BMC Bioinformatics (Jan 2022)

A novel nonparametric computational strategy for identifying differential methylation regions

  • Xifang Sun,
  • Donglin Wang,
  • Jiaqiang Zhu,
  • Shiquan Sun

DOI
https://doi.org/10.1186/s12859-022-04563-8
Journal volume & issue
Vol. 23, no. S1
pp. 1 – 10

Abstract

Read online

Abstract Background DNA methylation has long been known as an epigenetic gene silencing mechanism. For a motivating example, the methylomes of cancer and non-cancer cells show a number of methylation differences, indicating that certain features characteristics of cancer cells may be related to methylation characteristics. Robust methods for detecting differentially methylated regions (DMRs) could help scientists narrow down genome regions and even find biologically important regions. Although some statistical methods were developed for detecting DMR, there is no default or strongest method. Fisher’s exact test is direct, but not suitable for data with multiple replications, while regression-based methods usually come with a large number of assumptions. More complicated methods have been proposed, but those methods are often difficult to interpret.
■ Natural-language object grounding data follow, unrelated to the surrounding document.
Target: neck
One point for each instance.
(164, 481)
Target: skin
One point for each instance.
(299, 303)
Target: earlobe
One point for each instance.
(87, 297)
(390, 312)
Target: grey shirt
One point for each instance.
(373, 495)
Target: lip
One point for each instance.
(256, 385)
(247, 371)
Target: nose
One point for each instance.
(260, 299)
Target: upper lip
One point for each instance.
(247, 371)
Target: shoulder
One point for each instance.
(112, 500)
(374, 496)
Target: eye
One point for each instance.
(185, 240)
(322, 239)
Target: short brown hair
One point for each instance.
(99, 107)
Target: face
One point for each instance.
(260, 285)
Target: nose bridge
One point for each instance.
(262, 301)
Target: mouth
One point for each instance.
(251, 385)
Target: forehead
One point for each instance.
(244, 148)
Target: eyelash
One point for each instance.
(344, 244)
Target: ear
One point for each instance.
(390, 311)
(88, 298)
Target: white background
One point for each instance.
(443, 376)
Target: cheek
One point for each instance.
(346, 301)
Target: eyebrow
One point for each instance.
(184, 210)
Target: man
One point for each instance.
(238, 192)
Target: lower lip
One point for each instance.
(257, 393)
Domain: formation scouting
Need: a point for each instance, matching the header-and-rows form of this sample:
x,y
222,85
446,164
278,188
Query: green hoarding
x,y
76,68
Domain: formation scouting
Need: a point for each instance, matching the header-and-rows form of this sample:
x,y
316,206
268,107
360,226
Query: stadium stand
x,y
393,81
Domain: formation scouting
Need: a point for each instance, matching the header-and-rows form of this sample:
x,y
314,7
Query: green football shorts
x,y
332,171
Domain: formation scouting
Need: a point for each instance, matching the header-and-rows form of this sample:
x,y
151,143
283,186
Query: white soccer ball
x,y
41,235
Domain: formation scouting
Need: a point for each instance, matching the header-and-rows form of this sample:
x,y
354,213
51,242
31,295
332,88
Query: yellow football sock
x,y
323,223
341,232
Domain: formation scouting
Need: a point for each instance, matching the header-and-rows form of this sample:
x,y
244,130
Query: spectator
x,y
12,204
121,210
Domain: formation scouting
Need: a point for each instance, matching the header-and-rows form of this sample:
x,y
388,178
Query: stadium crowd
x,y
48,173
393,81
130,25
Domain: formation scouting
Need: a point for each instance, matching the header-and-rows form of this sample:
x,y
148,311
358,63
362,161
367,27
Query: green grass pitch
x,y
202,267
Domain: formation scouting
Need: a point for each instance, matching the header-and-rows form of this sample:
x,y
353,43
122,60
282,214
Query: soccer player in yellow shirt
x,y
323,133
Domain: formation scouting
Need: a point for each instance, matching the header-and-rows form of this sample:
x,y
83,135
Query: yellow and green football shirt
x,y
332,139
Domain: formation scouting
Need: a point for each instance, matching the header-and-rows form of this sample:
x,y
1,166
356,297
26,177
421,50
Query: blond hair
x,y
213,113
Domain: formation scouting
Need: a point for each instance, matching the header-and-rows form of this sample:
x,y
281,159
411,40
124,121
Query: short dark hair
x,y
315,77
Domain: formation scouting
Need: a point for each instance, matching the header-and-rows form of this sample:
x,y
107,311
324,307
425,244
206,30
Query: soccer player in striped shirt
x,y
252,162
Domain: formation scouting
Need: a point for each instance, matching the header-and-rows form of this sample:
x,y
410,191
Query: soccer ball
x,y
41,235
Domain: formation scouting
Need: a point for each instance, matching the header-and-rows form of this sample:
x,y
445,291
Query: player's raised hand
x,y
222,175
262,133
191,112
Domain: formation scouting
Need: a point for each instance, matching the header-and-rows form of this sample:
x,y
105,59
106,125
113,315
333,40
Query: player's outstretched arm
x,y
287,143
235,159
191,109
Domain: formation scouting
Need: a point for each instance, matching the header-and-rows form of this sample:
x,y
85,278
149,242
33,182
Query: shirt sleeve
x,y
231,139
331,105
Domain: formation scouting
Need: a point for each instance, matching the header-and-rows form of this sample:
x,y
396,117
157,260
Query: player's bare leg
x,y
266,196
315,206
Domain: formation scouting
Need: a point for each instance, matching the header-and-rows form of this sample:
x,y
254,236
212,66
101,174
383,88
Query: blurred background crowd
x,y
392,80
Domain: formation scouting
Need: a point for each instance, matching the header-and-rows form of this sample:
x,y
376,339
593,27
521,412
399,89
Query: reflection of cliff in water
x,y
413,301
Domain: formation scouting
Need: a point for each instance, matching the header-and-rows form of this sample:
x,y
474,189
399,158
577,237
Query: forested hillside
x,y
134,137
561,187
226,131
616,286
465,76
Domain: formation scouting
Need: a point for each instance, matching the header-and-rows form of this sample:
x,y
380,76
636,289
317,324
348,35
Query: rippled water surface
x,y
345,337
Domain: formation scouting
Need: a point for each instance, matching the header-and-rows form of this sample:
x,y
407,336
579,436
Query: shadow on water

Results In this paper, we propose a three-step nonparametric kernel smoothing method that is both flexible and straightforward to implement and interpret. The proposed method relies on local quadratic fitting to find the set of equilibrium points (points at which the first derivative is 0) and the corresponding set of confidence windows. Potential regions are further refined using biological criteria, and finally selected based on a Bonferroni adjusted t-test cutoff. Using a comparison of three senescent and three proliferating cell lines to illustrate our method, we were able to identify a total of 1077 DMRs on chromosome 21. Conclusions We proposed a completely nonparametric, statistically straightforward, and interpretable method for detecting differentially methylated regions. Compared with existing methods, the non-reliance on model assumptions and the straightforward nature of our method makes it one competitive alternative to the existing statistical methods for defining DMRs.